I wonder. Why didn't he reveal the coming of Men? I think it may be as Nóm says, it was in line with some plan of Eru.

It could have been of course, not to cause any jealousy amongst the Ñoldor who may have felt that the Elves were brought to Aman in order for Men to inherit Middle-Earth, as Melkor spread to the Ñoldor when he was causing unrest between the Finwëans and the Ñoldor in general. Of course whether or not the Ñoldor would believe such a thing is questionable (From Manwë that is) or he may have wished to preserve the secrecy of the second race of the Eruhini. 



> Unless he thought the elves would try to go meet when when they first wake up... which was probably a no-no by Iluvatar.



Indeed. He may have tried to preserve the sanctity and secrecy of Men, in their first few years if ignorance in which they must discover some things by themselves and learn to take care of themselves. We don't know when they actually met any Elves, but they seem to have had some communications with Avari, though some Avari shunned them, some were friendly, friendship initially born out of curiosity maybe.

But then again in Tolkien's alteration of the mythology, Men awoke not long after Elves. (Though of course the statement from the _Published Silmarillion_ most likely taken from _Annals of Aman_ or _LQ II_ (HoME 10) would have pre-dated this. The essays from which I get some of my information, such as the _Athrabeth Finrod ah Andreth_ (HoME 10), _Quendi and Eldar_ (HoME 11), and _Of Dwarves and Men_ (HoME 12) were written in context that Men awoke soon after the Elves, not with the rising of the Sun and Moon. 

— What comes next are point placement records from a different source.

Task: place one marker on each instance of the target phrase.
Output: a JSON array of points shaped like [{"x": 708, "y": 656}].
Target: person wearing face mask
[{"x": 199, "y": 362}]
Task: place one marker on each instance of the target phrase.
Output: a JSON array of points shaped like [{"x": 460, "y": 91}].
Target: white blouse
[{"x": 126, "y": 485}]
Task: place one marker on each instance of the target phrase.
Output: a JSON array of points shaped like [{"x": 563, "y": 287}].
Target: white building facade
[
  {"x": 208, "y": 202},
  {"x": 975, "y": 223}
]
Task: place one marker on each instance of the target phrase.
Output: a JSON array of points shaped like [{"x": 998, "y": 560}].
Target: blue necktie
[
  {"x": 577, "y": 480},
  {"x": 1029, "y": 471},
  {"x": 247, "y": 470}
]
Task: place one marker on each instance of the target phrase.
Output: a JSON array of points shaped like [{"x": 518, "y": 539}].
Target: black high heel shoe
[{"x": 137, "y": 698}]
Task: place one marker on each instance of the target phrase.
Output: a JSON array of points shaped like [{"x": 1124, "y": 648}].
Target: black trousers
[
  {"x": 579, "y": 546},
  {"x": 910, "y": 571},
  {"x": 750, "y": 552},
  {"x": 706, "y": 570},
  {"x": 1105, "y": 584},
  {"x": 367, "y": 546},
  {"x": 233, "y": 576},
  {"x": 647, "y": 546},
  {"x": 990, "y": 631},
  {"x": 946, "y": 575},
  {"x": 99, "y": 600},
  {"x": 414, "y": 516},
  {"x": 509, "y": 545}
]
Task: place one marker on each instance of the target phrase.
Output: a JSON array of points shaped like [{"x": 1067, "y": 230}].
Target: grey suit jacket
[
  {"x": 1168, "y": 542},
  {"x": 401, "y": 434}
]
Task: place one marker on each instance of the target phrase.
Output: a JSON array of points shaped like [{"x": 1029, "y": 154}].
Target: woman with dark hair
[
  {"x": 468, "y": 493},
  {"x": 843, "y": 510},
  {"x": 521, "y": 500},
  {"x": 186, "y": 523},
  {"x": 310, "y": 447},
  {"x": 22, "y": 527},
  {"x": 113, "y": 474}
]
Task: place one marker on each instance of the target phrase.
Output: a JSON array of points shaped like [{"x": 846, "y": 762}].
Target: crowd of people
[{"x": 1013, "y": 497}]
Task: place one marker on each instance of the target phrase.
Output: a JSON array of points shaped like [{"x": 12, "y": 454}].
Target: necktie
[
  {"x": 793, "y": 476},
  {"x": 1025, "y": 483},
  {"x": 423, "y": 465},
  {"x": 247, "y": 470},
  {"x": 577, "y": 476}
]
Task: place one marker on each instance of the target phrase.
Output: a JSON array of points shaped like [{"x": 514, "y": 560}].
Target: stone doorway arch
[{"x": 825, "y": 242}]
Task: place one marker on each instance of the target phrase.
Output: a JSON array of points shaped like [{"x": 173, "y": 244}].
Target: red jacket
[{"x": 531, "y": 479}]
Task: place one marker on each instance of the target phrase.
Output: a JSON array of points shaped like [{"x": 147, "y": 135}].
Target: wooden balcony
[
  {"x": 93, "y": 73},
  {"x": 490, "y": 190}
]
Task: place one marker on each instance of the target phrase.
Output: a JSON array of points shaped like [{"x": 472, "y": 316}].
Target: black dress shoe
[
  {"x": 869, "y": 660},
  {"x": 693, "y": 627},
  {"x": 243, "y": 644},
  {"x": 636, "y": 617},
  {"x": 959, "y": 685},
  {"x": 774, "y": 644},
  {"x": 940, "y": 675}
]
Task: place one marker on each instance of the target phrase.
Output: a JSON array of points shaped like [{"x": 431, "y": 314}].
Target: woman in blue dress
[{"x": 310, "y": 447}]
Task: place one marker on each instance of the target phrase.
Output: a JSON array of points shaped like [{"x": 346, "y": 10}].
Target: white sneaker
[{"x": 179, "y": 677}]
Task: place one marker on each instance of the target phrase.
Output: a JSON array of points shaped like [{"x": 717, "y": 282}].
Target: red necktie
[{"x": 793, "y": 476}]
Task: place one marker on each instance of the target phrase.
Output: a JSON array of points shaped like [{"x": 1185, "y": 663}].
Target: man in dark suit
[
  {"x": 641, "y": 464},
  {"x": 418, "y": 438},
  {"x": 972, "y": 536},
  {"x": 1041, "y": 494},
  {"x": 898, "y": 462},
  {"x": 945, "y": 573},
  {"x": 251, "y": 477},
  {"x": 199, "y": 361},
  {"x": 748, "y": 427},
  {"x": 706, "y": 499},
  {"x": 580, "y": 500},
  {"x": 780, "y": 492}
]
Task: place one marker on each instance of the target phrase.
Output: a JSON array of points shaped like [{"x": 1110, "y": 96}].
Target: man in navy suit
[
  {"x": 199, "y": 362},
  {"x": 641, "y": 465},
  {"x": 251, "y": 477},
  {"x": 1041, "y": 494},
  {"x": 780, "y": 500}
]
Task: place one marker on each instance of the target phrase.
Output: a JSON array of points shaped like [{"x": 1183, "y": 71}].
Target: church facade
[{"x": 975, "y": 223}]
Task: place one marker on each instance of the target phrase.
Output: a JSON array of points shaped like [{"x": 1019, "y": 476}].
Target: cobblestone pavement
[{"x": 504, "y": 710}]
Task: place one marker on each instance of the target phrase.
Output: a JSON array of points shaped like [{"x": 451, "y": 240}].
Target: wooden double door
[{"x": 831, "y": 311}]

> My decisions are my own!!!



Actually most of the time's they are Eru's. *cough* God's pet.


----------



## Confusticated (Nov 17, 2003)

> It could have been of course, not to cause any jealousy amongst the Ñoldor who may have felt that the Elves were brought to Aman in order for Men to inherit Middle-Earth, as Melkor spread to the Ñoldor when he was causing unrest between the Finwëans and the Ñoldor in general. Of course whether or not the Ñoldor would believe such a thing is questionable (From Manwë that is) or he may have wished to preserve the secrecy of the second race of the Eruhini.



But keep in mind, if were to have told them about Men, he could have done so before Melkor was released. 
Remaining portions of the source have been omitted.